Hildebrand legt oranges Wollgarn zwischen die Fäden.
"Das wird dann erstmal mit der Hand ein Stückchen angedrückt."
"Ja, das ist das Handwerk, nicht zu straff und nicht zu locker. Jetzt kommt der Klopfer wieder."
Die Textilkunst kam erst später
Die Textilkünstlerin arbeitet in rasender Geschwindigkeit. Bereits seit 25 Jahren fertigt sie Paramente. Doch am Anfang ihrer beruflichen Laufbahn, in den 1980er Jahren, kam die geborene Greifswalderin eigentlich mit anderen Plänen nach Dresden.
"Ich habe die Ausbildung als Krankenschwester im Diakonissenkrankenhaus gemacht und wusste, dass es dort eine Paramentenwerkstatt gibt. Das hatte ich erstmal im Hinterkopf. Und dann habe ich mit dem Studium Textilkunst begonnen und das beendet in Schneeberg. Und dann habe ich gedacht, dann gucke ich mal nach, ob ich in der Werkstatt arbeiten kann und dort habe ich die Leitung bekommen und habe dort knapp sieben Jahre die Werkstatt geleitet."

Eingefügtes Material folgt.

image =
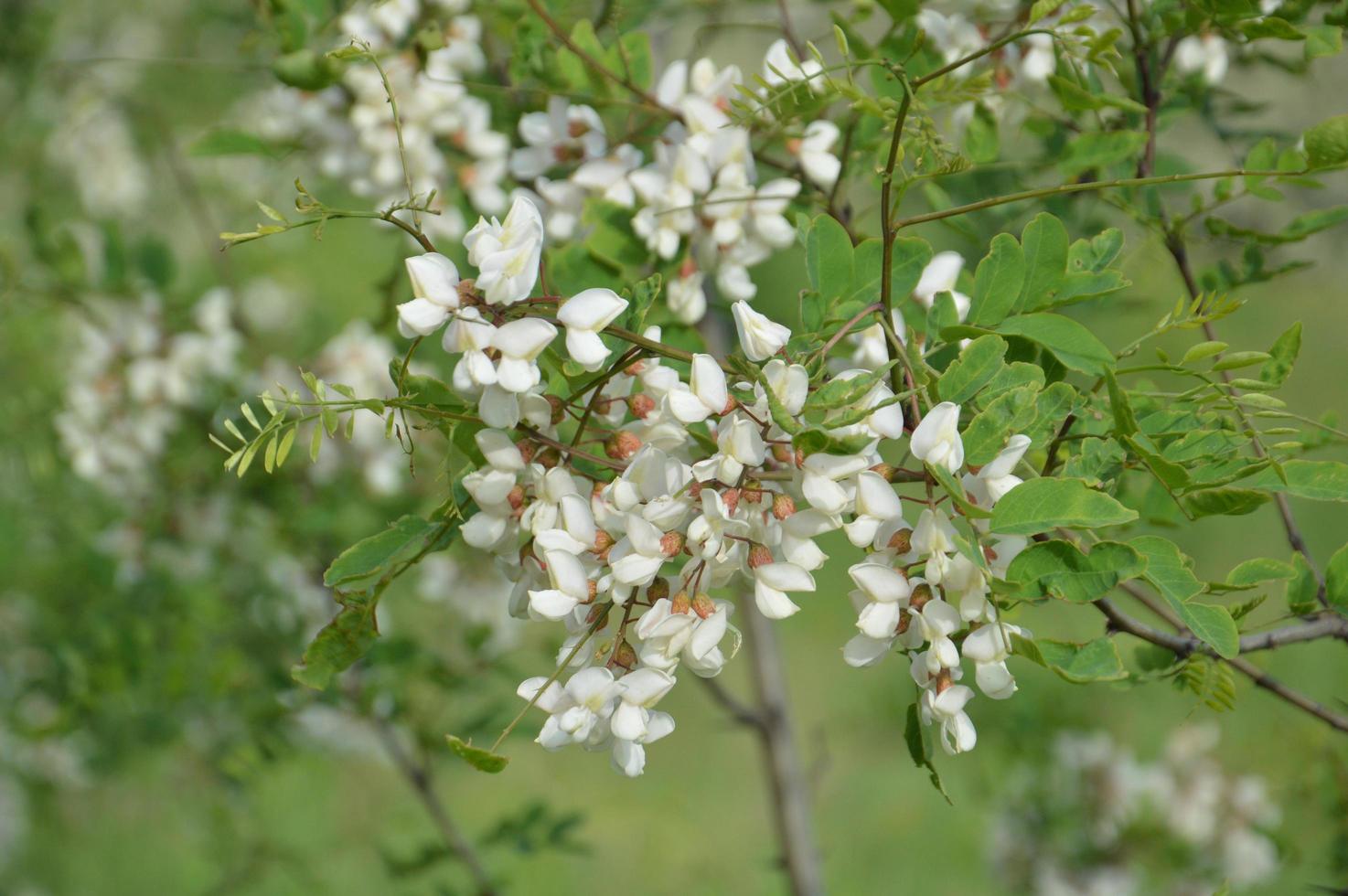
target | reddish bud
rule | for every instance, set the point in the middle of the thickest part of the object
(702, 605)
(671, 543)
(731, 497)
(622, 445)
(640, 404)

2001 wurde die Werkstatt im Krankenhaus geschlossen. Anett Hildebrand kaufte kurzentschlossen zwei der verwaisten Webstühle und machte sich selbstständig.
"Dann habe ich überlegt, ich springe ins Wasser und guck mal, was kommt."

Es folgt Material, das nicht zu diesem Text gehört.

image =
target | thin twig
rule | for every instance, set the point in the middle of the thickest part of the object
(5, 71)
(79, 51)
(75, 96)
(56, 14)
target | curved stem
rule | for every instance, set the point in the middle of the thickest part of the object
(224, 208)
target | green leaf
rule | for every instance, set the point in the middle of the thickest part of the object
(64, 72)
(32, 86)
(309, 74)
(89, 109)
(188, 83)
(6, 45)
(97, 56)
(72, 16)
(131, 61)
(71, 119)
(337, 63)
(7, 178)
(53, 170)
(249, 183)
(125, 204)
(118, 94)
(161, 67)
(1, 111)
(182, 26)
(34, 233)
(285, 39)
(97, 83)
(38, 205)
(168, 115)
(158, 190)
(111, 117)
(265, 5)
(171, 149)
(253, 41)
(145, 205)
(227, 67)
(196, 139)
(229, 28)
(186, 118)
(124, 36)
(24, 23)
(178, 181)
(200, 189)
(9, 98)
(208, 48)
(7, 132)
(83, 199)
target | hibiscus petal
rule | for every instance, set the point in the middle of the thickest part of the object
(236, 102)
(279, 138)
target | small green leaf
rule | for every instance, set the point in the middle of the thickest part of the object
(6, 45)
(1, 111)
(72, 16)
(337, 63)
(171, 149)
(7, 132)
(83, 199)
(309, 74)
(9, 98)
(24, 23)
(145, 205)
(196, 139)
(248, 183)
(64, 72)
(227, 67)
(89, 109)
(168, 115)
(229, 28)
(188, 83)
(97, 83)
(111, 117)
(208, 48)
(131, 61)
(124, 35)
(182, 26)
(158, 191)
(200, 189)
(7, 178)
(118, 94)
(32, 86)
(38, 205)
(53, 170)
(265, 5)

Bis auf eine kurze Flaute lief es 18 Jahre gut, sagt sie. Die Auftragsbücher sind voll. Die meisten Kunden kommen auf Empfehlung zu ihr. Das sind ausschließlich Kirchgemeinden aus ganz Deutschland.
"Man möchte für den Kirchenraum, wir möchten etwas ganz Besonderes. Das sind die Auftraggeber. Etwas Besonderes und etwas, das in unseren Raum hineinpasst und was mit uns zu tun hat."

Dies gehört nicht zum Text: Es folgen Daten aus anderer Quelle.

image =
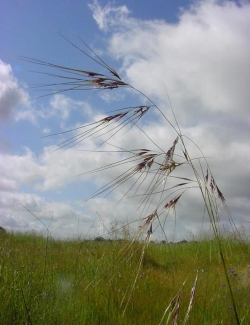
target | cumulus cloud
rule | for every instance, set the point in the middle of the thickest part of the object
(201, 62)
(107, 16)
(21, 211)
(11, 94)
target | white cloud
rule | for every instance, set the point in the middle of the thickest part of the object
(11, 94)
(203, 62)
(108, 15)
(29, 212)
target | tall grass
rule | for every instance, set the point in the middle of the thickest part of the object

Kirchengemeinden sind die Kunden
Paramente fertigen ist keine Fließbandarbeit. Jedes Stück entsteht in enger Zusammenarbeit mit der jeweiligen Gemeinde. Zunächst lädt die Designerin interessierte Gemeindemitglieder zu einem Werkstattrundgang ein.
"Der nächste Schritt ist, dass ich dann in die Kirchgemeinde fahre. Gucke ich mir den Raum an, gucke mir an, was für Farben da sind, wie die Formen da sind. Und dann wird sich zurückgezogen und dann werden die Entwürfe gemacht und in einer Entwurfsmappe wird das dann präsentiert."
Hinter den Kettfäden am Webstuhl klemmt die Werkzeichnung, damit sie beim Weben weiß, wo das nächste Ornament beginnt. Von unten nach oben wächst das Bild. In diesem Fall ein gleichschenkliges Kreuz, das aus einzelnen Farbsplittern besteht. Die beherrschende Farbe ist Rot, denn es wird ein Pfingstparament.
"Das Kirchenjahr beginnt mit Violett. Genau dann wird das Parament hängen, wenn es eine besinnliche Zeit ist. In der Adventszeit und in der Passionszeit. Dann kommt Weiß für die Christusfeste. Das ist dann Weihnachten und Ostern. Rot wird vorrangig zu Pfingsten hängen, an Kirchweihtagen und zur Konfirmation. Und dann Grün, die festlose Zeit, Wachstum und Gedeihen, also, dass das, was ausgesät ist, Zeit hat zu sprießen."
Die Paramentenmacherin greift ein Knäuel aus dem Regal, das prall gefüllt ist mit Garnrollen in allen erdenklichen Grüntönen.
"Das ist Schafwolle, was ich jetzt hier habe und färbe. Und es sind Industriefarben, das sage ich gleich dazu, weil es lichtecht sein muss."
Bezahlt wird nach Quadratmetern
Pro Quadratmeter Webfläche berechnet Anett Hildebrand etwa zweieinhalb Tausend Euro. Dazu kommt die Gestaltung. Bis ein Parament im Kirchenraum aufgehängt werden kann, vergeht vom ersten Kontakt mindestens ein Jahr.
"Und das Schöne ist, dass die Arbeiten, die ich fertige, auch einen Ort haben, wo sie hängen werden, also das ist eine ganz schöne Arbeit."